Es gibt Gegenargumente. Erstens gehört es zu den demokratischen Rechten, an einer Wahl nicht teilzunehmen. Auch Verweigerung ist eine mögliche Botschaft. Zweitens wird durch die Nichtteilnahme die Entscheidung an jene abgetreten, die teilnehmen. Auch amerikanische Präsidentschaftswahlen weisen üblicherweise kaum eine höhere Wahlbeteiligung auf. Drittens könnte die Qualität der Wahlentscheidung steigen: wenn nämlich nur jene teilnehmen, denen die Sache ein Anliegen ist und die sich besser informieren als die Indifferenten. (Es könnten aber auch die besonders Emotionalisierten teilnehmen.)

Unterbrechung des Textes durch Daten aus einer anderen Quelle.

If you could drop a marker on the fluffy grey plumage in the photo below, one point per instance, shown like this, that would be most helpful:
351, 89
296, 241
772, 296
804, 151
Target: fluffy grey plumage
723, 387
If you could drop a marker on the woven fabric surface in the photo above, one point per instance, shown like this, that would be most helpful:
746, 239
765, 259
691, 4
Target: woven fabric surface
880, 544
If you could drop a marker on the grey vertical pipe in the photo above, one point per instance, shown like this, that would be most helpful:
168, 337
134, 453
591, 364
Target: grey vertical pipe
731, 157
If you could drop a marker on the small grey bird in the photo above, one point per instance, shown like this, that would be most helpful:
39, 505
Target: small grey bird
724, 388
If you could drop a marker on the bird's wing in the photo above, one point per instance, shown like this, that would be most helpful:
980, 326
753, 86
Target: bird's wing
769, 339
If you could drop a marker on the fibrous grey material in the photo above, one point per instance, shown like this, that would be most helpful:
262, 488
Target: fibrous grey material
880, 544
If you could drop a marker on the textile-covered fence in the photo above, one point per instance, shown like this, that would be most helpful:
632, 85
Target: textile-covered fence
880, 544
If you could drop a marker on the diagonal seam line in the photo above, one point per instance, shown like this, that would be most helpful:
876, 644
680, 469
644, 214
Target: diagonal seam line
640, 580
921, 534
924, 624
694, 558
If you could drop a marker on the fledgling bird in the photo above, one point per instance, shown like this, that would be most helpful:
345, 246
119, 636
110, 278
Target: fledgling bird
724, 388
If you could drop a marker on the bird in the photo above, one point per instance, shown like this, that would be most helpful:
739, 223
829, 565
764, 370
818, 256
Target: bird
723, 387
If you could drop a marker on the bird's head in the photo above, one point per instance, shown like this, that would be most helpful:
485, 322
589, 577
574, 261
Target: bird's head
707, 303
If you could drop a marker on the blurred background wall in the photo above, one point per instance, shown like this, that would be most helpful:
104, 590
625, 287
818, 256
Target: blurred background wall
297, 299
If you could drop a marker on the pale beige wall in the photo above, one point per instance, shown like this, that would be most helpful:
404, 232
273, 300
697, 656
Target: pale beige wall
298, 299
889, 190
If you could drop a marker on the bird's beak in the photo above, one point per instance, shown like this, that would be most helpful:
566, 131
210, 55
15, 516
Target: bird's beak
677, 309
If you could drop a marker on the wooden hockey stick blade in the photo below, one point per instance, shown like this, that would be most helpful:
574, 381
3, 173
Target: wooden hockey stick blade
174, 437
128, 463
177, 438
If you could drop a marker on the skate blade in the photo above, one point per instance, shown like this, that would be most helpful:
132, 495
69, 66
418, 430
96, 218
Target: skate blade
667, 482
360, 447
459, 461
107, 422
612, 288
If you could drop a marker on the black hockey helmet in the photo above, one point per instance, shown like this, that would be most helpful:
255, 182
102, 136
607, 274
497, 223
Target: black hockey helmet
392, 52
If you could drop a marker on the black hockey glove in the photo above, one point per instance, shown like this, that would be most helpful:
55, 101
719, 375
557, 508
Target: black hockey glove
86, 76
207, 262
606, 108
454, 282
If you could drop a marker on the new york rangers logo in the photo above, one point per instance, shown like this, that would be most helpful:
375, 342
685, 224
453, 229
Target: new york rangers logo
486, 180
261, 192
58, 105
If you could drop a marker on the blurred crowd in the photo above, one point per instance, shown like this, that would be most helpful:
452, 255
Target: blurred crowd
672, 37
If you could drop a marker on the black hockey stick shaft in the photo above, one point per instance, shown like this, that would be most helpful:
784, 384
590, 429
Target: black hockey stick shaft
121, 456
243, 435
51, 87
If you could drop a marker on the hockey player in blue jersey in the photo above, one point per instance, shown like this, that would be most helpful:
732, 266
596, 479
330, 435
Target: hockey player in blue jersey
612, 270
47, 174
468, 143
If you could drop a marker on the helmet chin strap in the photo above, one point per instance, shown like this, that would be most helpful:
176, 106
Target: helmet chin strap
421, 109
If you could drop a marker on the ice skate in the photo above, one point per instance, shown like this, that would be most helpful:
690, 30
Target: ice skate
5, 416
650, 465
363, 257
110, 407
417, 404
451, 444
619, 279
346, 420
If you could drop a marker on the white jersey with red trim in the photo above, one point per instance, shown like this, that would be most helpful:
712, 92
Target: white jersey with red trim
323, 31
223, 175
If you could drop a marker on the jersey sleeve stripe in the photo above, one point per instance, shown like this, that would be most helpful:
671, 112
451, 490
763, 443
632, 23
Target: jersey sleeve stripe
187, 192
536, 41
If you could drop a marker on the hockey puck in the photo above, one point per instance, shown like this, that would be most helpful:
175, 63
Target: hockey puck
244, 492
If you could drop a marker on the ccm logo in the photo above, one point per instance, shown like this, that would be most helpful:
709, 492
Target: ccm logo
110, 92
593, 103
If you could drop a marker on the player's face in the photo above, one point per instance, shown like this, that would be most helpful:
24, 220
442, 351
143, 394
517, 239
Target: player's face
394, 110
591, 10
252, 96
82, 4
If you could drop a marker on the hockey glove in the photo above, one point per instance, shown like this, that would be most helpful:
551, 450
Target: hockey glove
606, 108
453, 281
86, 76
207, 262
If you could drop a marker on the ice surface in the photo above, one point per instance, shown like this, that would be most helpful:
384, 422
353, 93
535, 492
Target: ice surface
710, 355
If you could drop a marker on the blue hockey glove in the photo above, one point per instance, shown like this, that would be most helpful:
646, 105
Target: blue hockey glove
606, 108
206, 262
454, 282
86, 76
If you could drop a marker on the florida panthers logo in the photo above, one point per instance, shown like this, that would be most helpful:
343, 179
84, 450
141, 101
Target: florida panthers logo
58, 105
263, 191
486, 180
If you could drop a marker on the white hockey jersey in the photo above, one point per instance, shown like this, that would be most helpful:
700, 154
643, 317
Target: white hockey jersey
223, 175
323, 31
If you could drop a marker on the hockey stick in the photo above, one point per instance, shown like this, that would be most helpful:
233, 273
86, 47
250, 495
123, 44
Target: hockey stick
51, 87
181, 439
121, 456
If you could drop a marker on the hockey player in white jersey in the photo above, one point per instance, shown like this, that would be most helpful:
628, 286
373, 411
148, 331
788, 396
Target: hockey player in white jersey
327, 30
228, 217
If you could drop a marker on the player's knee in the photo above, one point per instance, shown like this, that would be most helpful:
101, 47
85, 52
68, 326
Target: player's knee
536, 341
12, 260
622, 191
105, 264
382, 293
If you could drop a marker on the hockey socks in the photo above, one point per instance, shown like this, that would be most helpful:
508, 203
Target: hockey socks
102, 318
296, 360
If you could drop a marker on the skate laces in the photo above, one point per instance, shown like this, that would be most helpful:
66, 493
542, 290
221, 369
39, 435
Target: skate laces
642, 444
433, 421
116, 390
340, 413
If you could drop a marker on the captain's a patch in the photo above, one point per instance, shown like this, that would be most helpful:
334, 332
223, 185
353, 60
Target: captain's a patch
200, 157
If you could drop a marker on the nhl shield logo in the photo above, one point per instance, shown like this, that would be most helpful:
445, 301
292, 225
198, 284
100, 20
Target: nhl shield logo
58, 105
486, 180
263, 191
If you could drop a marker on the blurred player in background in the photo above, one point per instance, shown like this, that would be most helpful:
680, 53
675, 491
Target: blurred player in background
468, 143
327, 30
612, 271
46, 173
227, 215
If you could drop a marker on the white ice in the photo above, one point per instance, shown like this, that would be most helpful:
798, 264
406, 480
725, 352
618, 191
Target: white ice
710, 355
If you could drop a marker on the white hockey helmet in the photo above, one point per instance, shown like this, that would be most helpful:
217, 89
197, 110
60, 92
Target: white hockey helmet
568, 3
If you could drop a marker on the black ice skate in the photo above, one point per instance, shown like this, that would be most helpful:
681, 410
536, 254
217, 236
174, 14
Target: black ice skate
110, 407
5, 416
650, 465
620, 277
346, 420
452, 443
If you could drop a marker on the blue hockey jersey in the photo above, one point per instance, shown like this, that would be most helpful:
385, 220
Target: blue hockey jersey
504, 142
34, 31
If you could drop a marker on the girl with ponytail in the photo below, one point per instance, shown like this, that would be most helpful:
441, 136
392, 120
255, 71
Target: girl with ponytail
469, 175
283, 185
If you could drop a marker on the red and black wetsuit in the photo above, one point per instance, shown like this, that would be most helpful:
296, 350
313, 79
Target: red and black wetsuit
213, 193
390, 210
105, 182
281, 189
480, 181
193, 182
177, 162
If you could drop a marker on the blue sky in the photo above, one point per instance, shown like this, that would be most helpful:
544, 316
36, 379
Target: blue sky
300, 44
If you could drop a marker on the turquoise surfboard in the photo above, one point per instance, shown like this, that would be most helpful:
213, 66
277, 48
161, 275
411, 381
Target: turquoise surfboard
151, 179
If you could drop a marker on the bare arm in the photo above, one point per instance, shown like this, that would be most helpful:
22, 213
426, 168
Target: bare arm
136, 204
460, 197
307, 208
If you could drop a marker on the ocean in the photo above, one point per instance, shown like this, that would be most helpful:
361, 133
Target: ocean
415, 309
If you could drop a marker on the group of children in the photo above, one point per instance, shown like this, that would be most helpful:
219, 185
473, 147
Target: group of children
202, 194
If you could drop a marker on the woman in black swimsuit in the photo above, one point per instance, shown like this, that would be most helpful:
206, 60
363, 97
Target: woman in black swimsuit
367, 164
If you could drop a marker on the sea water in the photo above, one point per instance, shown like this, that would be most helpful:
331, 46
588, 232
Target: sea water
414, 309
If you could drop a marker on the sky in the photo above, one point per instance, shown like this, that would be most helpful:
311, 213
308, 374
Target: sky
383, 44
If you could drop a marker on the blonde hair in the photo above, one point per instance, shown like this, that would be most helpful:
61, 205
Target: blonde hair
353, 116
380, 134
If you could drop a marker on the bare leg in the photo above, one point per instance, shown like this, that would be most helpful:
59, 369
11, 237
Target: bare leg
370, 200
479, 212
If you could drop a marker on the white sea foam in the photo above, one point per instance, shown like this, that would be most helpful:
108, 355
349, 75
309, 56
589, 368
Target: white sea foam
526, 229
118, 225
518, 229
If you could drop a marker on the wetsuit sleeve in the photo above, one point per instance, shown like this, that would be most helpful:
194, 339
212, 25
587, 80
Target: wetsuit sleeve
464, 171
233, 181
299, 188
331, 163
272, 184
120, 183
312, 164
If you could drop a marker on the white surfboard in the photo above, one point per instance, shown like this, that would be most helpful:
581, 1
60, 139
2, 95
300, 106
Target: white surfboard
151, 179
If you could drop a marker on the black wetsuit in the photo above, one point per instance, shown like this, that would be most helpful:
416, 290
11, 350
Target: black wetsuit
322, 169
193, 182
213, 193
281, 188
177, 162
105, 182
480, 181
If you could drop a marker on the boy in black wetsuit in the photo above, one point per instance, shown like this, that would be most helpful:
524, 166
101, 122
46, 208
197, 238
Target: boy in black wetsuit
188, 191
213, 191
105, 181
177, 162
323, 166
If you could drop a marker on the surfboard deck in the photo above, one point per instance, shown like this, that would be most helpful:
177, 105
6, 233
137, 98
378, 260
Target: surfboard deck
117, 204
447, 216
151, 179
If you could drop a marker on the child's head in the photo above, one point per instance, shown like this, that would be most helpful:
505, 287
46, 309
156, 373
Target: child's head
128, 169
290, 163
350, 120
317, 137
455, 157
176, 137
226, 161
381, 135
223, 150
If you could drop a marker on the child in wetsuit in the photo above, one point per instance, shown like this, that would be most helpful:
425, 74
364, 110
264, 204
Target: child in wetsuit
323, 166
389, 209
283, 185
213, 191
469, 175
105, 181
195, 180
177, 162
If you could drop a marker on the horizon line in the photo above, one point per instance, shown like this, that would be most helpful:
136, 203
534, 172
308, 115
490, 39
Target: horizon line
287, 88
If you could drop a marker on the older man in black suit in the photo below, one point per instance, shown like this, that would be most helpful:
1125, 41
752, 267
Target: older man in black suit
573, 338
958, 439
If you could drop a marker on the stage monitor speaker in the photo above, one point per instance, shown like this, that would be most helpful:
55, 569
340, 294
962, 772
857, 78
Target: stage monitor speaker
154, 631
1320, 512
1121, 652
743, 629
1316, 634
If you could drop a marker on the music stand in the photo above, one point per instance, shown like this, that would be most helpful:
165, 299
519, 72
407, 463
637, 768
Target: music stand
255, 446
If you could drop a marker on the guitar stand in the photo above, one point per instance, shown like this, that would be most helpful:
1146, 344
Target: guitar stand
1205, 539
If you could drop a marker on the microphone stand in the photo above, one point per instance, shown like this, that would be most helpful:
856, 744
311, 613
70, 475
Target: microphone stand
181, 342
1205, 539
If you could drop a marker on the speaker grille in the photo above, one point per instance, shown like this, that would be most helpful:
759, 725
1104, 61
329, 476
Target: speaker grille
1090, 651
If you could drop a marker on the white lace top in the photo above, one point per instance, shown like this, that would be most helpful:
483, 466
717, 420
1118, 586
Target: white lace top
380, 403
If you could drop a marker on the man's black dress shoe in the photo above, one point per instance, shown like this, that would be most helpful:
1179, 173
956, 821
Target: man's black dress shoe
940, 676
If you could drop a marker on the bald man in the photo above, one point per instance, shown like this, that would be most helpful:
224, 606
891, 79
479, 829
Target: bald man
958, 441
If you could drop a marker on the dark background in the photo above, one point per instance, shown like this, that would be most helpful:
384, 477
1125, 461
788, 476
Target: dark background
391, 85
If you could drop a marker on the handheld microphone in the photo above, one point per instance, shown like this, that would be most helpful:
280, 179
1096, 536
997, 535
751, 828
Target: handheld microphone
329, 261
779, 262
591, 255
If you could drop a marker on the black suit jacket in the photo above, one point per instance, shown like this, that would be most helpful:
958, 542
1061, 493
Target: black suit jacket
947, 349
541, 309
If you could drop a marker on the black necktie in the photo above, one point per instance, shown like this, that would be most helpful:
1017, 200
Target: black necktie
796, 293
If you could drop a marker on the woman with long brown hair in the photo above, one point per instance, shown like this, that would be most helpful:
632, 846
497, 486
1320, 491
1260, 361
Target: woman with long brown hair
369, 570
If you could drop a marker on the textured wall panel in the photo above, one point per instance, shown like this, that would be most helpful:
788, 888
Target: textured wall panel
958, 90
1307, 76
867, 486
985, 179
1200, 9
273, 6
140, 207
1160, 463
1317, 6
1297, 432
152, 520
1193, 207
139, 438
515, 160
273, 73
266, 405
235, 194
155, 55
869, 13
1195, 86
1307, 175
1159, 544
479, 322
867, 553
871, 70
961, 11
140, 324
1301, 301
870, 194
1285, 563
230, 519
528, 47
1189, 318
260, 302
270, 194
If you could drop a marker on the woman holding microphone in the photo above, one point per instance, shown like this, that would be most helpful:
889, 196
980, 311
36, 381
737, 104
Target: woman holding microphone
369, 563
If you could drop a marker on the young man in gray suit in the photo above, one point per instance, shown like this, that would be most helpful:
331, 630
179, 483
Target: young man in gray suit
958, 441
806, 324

Man kann allerdings aus dem Wahlergebnis nicht auf die Stimmungslage schließen. Die 40 Prozent Wähler haben sicher nicht dieselben Auffassungen wie die 60 Prozent Nichtwähler. Deshalb lässt sich aus den Wahlergebnissen nicht ableiten, was die Österreicher (oder Europäer) von Europa wollen. Man muss wohl auf die Sozialforschung zurückgreifen - oder sich mit dem Argument zufriedengeben: Wer schweigt, der stimmt zu.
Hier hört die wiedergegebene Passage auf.